This section is from the book "The Gardener's Monthly And Horticulturist V28", by Thomas Meehan. See also: Four-Season Harvest: Organic Vegetables from Your Home Garden All Year Long.
Passing a friend's garden recently there they were in all their original loveliness, the wild English pansies! Small they were, to be sure, but still lovely. The single blooms were no larger than ordinary violets, but the purple upper petals were very distinct, and the lower yellowish-white petals well set off the purple lines that here and there stretched right through the length of them.
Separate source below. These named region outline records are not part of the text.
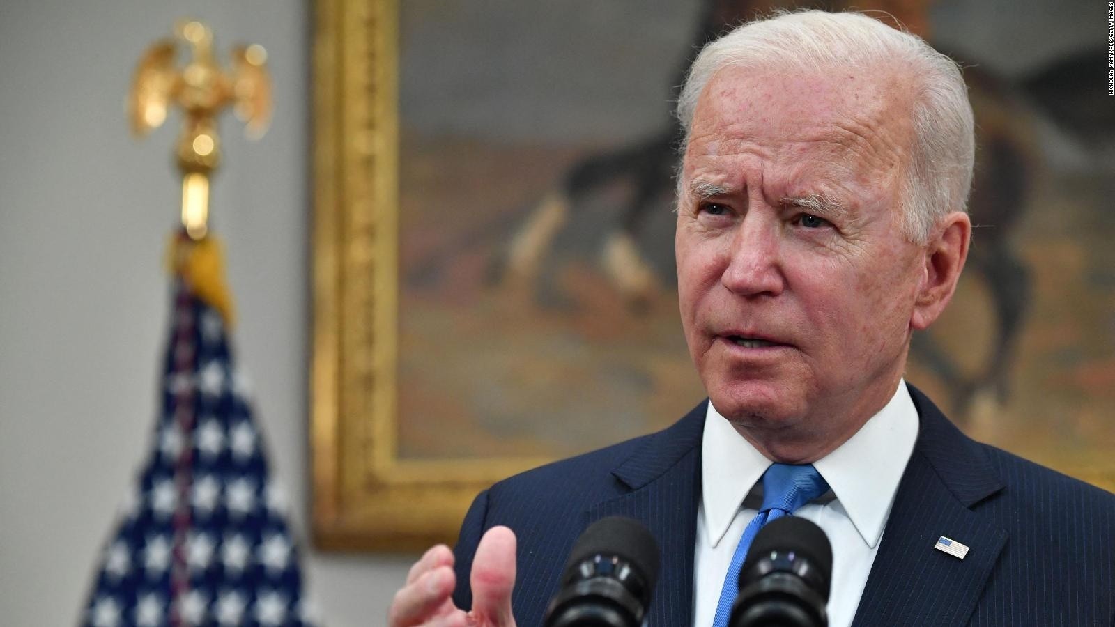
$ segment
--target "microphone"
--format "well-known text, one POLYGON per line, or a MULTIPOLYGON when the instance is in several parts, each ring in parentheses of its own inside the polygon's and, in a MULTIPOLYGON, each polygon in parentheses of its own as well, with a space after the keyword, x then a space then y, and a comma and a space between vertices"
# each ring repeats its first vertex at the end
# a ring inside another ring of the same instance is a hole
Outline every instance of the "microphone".
POLYGON ((820 527, 798 517, 759 529, 739 569, 730 627, 825 627, 833 550, 820 527))
POLYGON ((641 523, 608 517, 573 544, 545 627, 639 627, 658 581, 658 542, 641 523))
We had to admit that they were miserable wild things, but still protest they were lovely for all.
Yet we suppose the popular taste will be for large pansies - the larger the better - and when in the spring the successors to the earliest begin to diminish in size, we shall have the request from our fair readers to tell how to keep them from degenerating. Vick tells in a recent number of his magazine how to give them a good start:
"A spot for pansies should be selected where it is a little shady, at least in the middle of the day, if such a spot is to be had, but if not, it can be where it is fully exposed; a place entirely shaded is not desirable. A light soil made rich with well rotted stable manure would be a place the plants would delight in, but if the soil is heavy it can be greatly improved by digging in plenty of the same kind of fertilizer. Seed can be sown any time the present month or the next to raise strong plants before winter".
And we would add to this, that the way to keep the spring flowers up to their full duty is to keep on with the feeding Vick suggests. They are happy diners. A lady of our acquaintance has her pansy bed nearly as lovely this first day of July as it was on the 1st of April, merely by giving a watering of soapsuds once a week. Some help they get from the cutting they receive. Hundreds of pansy posies were cut to give pleasure to friends; and she avers that the more were cut away the more bloomed to make up for the cutting. In most cases it adds to the freedom of flowering when seeds are prevented from forming.